The International Olympics Committee is expected to change the rules for trans women following the Summer Games in Tokyo, lowering the threshold for testosterone from 10 nanomoles per liter to 5 nmol/L. More than 95 percent of cisgender women have testosterone levels below 2 nmol/L, so it’s not surprising. But Cooper told me she wishes the IOC and other sports organizations would reflect on their policies excluding competitors who are trans.

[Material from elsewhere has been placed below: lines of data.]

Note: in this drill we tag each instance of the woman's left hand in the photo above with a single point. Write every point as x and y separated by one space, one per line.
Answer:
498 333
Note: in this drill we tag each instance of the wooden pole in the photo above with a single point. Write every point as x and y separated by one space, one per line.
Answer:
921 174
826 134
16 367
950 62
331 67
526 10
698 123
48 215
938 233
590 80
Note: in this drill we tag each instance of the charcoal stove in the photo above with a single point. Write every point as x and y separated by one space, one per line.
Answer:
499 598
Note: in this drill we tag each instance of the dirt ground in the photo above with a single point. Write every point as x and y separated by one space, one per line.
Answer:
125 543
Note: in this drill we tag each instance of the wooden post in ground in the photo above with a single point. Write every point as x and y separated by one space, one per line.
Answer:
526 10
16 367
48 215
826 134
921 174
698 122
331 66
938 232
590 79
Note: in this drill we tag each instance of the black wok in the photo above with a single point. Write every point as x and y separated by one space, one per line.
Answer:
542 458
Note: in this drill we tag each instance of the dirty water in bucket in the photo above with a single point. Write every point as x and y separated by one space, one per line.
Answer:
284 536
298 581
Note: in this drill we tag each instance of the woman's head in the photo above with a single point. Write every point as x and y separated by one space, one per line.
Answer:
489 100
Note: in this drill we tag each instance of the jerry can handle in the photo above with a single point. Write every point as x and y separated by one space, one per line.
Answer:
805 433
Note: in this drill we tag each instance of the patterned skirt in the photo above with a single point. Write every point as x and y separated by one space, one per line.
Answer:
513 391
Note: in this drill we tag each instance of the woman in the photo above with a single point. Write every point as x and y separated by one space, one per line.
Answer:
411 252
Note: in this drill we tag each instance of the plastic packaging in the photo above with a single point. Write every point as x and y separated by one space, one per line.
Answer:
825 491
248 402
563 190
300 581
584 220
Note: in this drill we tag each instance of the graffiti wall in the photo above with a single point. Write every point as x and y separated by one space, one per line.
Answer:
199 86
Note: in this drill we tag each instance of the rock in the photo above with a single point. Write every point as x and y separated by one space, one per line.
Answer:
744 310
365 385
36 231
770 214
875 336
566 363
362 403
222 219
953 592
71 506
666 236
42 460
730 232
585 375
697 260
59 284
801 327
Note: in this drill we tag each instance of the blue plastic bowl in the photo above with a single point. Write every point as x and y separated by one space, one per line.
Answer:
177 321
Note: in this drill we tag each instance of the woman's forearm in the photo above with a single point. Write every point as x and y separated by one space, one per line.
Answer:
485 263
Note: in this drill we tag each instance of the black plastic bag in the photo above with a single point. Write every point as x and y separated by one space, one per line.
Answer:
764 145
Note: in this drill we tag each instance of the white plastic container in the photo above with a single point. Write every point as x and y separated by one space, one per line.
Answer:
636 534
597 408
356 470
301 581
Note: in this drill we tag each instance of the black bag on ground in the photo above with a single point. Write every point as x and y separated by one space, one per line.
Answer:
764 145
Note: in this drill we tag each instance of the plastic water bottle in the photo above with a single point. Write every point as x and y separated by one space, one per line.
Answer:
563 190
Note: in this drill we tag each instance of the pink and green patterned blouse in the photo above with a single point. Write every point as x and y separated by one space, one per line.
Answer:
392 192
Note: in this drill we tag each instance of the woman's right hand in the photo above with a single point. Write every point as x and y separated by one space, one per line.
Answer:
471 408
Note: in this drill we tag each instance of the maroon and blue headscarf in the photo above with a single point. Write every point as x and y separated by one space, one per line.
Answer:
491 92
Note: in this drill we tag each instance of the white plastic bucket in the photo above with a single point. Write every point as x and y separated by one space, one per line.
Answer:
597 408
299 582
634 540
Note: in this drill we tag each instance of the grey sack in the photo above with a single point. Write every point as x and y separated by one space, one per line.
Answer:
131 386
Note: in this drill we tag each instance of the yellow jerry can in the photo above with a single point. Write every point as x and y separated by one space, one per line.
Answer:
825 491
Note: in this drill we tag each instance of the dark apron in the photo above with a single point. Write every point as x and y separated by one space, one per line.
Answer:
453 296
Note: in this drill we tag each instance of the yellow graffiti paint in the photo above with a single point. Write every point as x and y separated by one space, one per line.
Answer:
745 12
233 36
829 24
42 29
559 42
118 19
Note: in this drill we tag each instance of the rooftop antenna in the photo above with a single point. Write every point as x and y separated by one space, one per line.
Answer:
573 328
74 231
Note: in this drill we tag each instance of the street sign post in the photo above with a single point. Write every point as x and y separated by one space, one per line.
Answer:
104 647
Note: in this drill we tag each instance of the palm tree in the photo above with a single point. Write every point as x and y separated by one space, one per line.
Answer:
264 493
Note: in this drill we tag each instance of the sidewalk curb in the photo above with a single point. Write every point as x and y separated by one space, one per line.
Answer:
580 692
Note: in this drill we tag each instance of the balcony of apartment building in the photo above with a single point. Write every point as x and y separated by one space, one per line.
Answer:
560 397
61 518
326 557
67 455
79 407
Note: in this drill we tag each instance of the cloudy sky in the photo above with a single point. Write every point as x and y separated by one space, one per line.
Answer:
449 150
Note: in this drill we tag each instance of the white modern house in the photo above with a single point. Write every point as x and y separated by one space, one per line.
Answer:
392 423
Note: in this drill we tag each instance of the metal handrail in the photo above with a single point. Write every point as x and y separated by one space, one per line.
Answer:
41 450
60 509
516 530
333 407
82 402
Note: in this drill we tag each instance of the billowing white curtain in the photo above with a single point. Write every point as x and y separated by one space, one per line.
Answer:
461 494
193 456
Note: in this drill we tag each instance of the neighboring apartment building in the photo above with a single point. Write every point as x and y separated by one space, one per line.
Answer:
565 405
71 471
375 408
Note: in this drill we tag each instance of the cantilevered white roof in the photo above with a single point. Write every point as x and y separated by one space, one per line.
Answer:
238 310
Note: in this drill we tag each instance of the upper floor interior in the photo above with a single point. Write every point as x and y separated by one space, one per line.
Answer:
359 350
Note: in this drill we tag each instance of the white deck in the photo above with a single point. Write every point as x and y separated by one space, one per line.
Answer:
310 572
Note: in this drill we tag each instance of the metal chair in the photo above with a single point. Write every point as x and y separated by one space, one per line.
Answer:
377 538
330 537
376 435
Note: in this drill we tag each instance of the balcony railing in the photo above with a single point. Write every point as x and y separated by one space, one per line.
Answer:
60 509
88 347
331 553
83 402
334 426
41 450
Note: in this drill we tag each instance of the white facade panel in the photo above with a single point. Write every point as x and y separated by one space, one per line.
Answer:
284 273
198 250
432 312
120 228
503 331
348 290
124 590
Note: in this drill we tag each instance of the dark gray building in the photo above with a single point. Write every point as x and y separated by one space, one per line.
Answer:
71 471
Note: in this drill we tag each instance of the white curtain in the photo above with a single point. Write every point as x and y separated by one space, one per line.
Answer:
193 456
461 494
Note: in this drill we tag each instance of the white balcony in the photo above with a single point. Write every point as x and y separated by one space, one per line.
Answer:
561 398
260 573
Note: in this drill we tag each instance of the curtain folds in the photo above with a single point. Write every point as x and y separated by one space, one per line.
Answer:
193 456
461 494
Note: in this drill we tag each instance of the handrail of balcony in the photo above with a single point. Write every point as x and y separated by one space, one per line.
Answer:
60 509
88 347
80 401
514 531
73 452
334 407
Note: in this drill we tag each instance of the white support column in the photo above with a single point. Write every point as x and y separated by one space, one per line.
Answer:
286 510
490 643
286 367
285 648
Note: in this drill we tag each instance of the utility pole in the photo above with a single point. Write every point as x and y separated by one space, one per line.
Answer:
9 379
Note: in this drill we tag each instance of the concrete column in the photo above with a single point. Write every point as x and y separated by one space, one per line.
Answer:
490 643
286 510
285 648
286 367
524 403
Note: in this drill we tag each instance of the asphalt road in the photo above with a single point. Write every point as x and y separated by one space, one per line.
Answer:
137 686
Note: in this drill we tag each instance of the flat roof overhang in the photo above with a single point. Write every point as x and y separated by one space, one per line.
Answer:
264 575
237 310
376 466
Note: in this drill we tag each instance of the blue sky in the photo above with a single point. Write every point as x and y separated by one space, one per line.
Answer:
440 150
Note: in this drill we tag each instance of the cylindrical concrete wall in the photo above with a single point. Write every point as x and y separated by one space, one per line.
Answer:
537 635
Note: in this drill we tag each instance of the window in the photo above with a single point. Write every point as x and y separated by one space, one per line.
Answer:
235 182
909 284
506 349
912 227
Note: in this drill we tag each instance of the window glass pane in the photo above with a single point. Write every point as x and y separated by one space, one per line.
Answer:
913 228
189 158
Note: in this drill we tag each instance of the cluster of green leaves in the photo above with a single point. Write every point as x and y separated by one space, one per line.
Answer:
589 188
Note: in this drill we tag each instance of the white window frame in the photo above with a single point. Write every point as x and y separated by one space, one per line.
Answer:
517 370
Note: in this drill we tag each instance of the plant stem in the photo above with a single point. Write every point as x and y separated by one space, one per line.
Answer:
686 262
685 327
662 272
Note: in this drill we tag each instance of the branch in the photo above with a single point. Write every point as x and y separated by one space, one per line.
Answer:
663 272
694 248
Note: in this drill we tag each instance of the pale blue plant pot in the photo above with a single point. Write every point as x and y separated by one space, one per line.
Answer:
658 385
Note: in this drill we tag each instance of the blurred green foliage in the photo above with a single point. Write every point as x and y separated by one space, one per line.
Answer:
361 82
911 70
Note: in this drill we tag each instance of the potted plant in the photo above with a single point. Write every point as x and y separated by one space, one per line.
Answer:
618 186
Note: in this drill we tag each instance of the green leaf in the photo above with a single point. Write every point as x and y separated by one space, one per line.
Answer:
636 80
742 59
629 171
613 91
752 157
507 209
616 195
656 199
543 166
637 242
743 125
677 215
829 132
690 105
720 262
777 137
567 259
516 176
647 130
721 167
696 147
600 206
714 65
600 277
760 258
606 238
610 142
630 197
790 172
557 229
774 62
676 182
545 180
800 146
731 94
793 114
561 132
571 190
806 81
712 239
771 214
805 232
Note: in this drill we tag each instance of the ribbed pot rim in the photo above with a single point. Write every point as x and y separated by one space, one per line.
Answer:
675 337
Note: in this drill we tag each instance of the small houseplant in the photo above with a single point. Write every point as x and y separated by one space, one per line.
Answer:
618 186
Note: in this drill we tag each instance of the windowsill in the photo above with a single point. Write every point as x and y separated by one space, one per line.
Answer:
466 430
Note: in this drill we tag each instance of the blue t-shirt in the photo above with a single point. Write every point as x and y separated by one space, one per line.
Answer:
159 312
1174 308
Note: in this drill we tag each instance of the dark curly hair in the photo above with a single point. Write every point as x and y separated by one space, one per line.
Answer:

“Instead of looking for arbitrary ways to restrict the participation of athletes that have in no way shown an overwhelming advantage, the conversation needs to refocus on how sport can be an inclusive space where meaningful competition can occur,” she said. “Excluding and limiting the participation of trans and nonbinary athletes is far from fairness, and in practice, is often violent, violating, and oppressive.”
"It is certainly possible that factors beyond T [testosterone] should be examined when differentiating between male and female athletes in some sports, but there is currently no good substitute for T in its policy role," Harper said. She wrote an op-ed for The Age, arguing Hubbard earned the right to compete against cisgender women in Tokyo. “Clearly, she has advantages, but equally her advantages are not overwhelming,” Harper wrote. Harper was an adviser to the IOC on trans participation.
“It’s important to point to the ways that trans and intersex sports policies have been used to attack anyone that doesn’t fit a very narrow definition of womanhood and related performance,” Cooper added. “As this Olympic cycle has shown, the victims are more often than not Black women, both cis and trans. This can’t be acceptable and yet we are seeing it happen.”
Cooper pointed to the efforts to bar 800m gold medalist Caster Semenya from competing in her signature event, the disqualification of NCAA All-American CeCé Telfer from competing, and unsuccessful lawsuits to strip Connecticut sprinters Andraya Yearwood and Terry Miller of their high school records.
I asked Mosier and Cooper what message they hope young people will take away from this historic moment.
“For any aspiring high-level athlete, regardless of your gender identity, I encourage you to put your head down and put in the work,” Mosier said. “It doesn’t matter what other people say or think. You can let your athletic performance speak for you.”
“Do what you love to do, break through barriers, and always take care of yourself,” added Cooper. “Every time we show up, every time you show up and do your best, the heart and entirety of a community is pulling for you.”